Но кое-что у них, конечно, прорывалось, он многое запомнил. Как бы две истории – блокадная и фронтовая – сошлись в одну цельную, где их трое с умершим маленьким братом. Когда документально всё подтвердилось (оказалось, всё, что отец и мама говорили, – чистая правда, время ничего ни внесло, ни вынесло), надиктовал для одного журнала. Долго сопротивлялся, раздумывал, стоит ли, но уж очень просили. (Не журналисты.) Да и самому стало как-то легче. Название – «Жизнь такая простая штука и жестокая». Там и впрямь несколько жестоких историй, посильнее в чём-то, может, прилепинской, как военнопленные доходяги нашли бочку меда, съели и поумирали от желудочных судорог.

Но закончить рассказ хотел по-доброму, потому что мама всегда говорила: «Ну какая к этим солдатам может быть ненависть? Они простые люди и тоже погибали на войне. Такие же работяги, как и мы. Просто их гнали на фронт».

С годами он понял, что это вообще очень русская черта – везде у знакомых кто-то погиб, сгинул без вести, умер в блокаду, но никакой ненависти в людях не ощущалось… В прежние годы они собирались иногда мужской компанией, сослуживцы, посидеть и попеть. Был один, знавший все, наверное, военные песни.

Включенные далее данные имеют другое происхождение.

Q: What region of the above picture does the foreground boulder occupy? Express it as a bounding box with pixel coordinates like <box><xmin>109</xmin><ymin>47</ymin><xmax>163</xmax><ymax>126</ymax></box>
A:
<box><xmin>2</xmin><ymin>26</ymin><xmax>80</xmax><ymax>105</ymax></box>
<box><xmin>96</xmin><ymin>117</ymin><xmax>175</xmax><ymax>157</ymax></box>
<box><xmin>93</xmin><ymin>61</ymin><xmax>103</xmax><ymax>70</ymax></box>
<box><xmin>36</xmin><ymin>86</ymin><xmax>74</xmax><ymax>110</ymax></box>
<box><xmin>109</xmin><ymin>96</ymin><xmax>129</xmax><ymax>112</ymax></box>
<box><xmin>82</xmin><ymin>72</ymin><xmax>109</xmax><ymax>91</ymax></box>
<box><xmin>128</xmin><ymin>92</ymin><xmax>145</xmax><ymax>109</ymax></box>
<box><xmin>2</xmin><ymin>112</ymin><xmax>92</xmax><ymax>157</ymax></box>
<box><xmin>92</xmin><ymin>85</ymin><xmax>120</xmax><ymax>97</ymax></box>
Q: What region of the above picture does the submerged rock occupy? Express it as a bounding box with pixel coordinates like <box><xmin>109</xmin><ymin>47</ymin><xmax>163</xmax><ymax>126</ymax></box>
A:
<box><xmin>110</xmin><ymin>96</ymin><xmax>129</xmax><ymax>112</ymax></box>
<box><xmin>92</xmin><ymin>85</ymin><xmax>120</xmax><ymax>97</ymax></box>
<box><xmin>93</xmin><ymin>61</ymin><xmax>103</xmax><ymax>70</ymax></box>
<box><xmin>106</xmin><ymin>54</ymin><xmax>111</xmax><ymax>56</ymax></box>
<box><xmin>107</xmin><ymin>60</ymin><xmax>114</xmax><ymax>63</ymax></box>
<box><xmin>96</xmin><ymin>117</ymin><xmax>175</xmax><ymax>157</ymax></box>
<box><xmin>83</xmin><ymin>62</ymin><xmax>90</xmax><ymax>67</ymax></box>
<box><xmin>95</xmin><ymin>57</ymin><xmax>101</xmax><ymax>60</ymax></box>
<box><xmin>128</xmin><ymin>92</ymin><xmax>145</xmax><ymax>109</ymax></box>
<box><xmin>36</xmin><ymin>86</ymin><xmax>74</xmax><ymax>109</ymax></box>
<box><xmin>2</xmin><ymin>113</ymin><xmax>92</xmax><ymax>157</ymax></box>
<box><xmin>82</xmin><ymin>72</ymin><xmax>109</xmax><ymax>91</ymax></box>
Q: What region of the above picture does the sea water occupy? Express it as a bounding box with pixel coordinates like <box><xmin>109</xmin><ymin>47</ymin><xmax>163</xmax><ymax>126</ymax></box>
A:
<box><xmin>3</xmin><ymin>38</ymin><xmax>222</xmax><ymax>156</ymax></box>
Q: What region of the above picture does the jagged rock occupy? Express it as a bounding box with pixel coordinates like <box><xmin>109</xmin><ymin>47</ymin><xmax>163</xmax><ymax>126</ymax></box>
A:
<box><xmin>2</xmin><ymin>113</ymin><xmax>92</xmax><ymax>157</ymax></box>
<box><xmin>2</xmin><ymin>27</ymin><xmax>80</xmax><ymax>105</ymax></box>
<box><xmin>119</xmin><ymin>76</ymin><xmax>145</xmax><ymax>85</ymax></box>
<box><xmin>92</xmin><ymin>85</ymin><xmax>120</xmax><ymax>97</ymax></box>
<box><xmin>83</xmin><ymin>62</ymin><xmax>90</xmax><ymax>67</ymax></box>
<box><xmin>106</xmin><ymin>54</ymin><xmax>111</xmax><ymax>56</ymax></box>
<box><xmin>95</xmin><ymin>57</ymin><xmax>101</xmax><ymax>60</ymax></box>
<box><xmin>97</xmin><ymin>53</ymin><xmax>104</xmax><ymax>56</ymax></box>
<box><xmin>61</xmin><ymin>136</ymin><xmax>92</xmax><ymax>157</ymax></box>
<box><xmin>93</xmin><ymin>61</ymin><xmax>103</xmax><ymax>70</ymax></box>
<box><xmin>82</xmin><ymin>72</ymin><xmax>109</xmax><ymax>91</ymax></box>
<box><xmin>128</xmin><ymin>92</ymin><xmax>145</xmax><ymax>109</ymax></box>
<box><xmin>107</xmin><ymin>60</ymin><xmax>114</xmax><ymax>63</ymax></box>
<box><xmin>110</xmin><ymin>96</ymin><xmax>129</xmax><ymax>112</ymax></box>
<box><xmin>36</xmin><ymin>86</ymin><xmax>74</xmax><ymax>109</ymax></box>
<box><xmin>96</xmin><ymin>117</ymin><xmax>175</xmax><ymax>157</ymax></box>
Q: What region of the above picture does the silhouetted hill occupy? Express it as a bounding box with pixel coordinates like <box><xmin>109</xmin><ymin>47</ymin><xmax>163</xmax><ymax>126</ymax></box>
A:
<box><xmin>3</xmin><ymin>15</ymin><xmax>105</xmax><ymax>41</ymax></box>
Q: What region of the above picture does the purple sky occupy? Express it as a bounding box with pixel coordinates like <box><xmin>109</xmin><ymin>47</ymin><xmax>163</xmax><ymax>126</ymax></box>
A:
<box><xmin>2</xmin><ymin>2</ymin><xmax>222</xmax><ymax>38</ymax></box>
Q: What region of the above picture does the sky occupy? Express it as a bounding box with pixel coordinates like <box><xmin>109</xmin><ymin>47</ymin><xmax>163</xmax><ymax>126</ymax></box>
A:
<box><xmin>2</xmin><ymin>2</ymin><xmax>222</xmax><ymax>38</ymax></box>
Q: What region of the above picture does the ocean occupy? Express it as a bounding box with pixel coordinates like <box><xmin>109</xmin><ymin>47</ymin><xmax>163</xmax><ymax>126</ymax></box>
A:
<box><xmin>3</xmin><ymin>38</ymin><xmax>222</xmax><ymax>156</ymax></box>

Тогда их и пели-то в основном семейно, своим кругом. Это сейчас военных песен – полны эфиры. Все отмечаются – традиционная эстрада своими нетрадиционалами, и рокеры туда же; звёзды шансона, даже те, кого не во всякой лагерной КВЧ отрядили бы выступать. Слушая тогда в компании поющих ребят, сам иногда подтягивая, обнаружил, что советская (а, пожалуй, просто русская, какая уже разница) песня про войну – от марша до лирики – совершенно девственна в пробуждении, так сказать, чувств недобрых. Вот совершенно никакой ненависти, фобий, призывов убивать.

Прислушался и вдруг понял, что в песнях великой войны очень редко встречаются «немцы» и «фашисты». Буквально считаное количество раз. Чаще всего звучат просто «враги», как в любимой отцовской, «Враги сожгли родную хату».

«Перекур», «закурим», «махорочка» звучат много чаще, чем выстрелы. «Молитва» не звучит совсем, но это как раз понятно.

В этих песнях русский солдат почти не показан в бою, бегущим в атаку, в рукопашной… Почти всегда – просто в походе, на позициях, до или после боя, на отдыхе. «Горит свечи огарочек…» И вместо накачки и политучёбы – разговоры о доме, близких, как всё сложится после…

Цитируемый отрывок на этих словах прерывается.